Biopolitics, Racism, and the Ethics of the Self
The racial hierarchies fostered by these frameworks have become central contradictions of political modernity. Biopolitics replaces traditional internal enemies with “biological” dangers-abnormality, degeneracy, racial inferiority, and criminality. Modern science often underpins such discourses, even in extremist rhetoric like that of ISIS, where biopolitical logic justifies violence. Wherever biopolitics operates, racism persists, transforming itself to fit the ideological needs of the age. If democracy faces a risk today, we must look to biopolitics as its primary threat. Contemporary nationalisms are global in form; they resemble one another precisely because they are biopolitical; biopolitics has become a universal rule. There are two reactions to this culture of the body: one assumes that saying “yes” to sex means saying “no” to power; the other assumes that saying “no” to sex rejects power. Both fall into the trap of biopolitics, leading to the same conclusion: there is no alternative. Indeed, the alternative will not be found in a utopia. If there is an alternative, it lies in new ways of relating to ourselves. Radical alternatives to capitalism-or to any form of political progress- are not to be found within political parties or unions. Instead, politics must become, above all, an individual and ethical concern. If everything is political, and the personal is political as well, then the self becomes the frontline of contemporary politics. In this sense, re-globalization must also be understood through this lens, across all five R’s.

References

Foucault, Michel. (1978). The History of Sexuality, Volume I. Translated by Robert Hurley. Pantheon Books, New York. 

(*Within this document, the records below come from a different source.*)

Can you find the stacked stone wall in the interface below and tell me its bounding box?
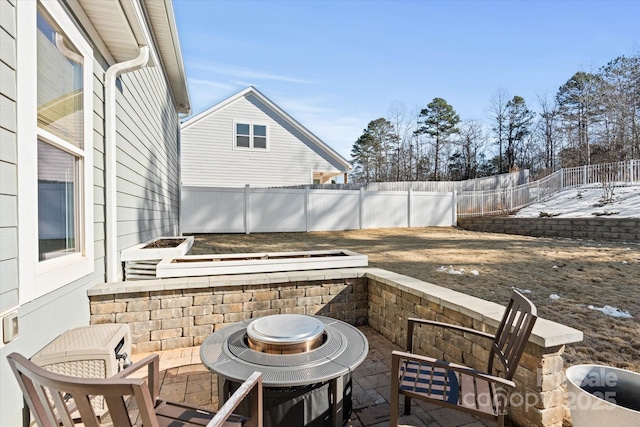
[89,278,368,353]
[458,217,640,242]
[369,279,567,427]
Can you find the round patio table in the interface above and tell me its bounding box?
[200,316,369,426]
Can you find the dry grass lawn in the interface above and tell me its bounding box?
[191,228,640,372]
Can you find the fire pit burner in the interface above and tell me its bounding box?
[200,314,369,427]
[247,314,325,354]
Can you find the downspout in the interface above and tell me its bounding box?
[104,46,149,282]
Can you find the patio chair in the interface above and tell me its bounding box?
[390,291,537,427]
[7,353,262,427]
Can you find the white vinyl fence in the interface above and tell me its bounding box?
[457,160,640,217]
[182,186,456,233]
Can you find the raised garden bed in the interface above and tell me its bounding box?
[156,249,368,278]
[120,236,193,280]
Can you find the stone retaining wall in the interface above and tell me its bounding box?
[369,279,569,427]
[88,268,582,427]
[89,277,368,353]
[458,217,640,242]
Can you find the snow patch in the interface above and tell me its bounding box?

Giddens, Anthony. (1987). The Nation-State and Violence, Vol. 2. University of California Press, Berkeley.

Levina, Marina. (2009). “Regulation and Discipline in the Genomic Age: A Consideration of Differences between Genetics and Eugenics.” In A Foucault for the 21st Century: Governmentality, Biopolitics and Discipline, edited by Sam Binkley and Jorge Capetillo. Cambridge Scholars Publishing, Newcastle. 

Ong, Aihwa. (2005). “Graduated Sovereignty in South-East Asia.” In Anthropologies of Modernity: Foucault, Governmentality, and Life Politics, edited by Jonathan Xavier Inda. Blackwell, Malden. 

Kaveh Dastooreh is an assistant professor at the University of Sulaimani and the author of Toward a Foucauldian Sociology (Vers une sociologie foucaldienne), L’Harmattan, Paris, 2015.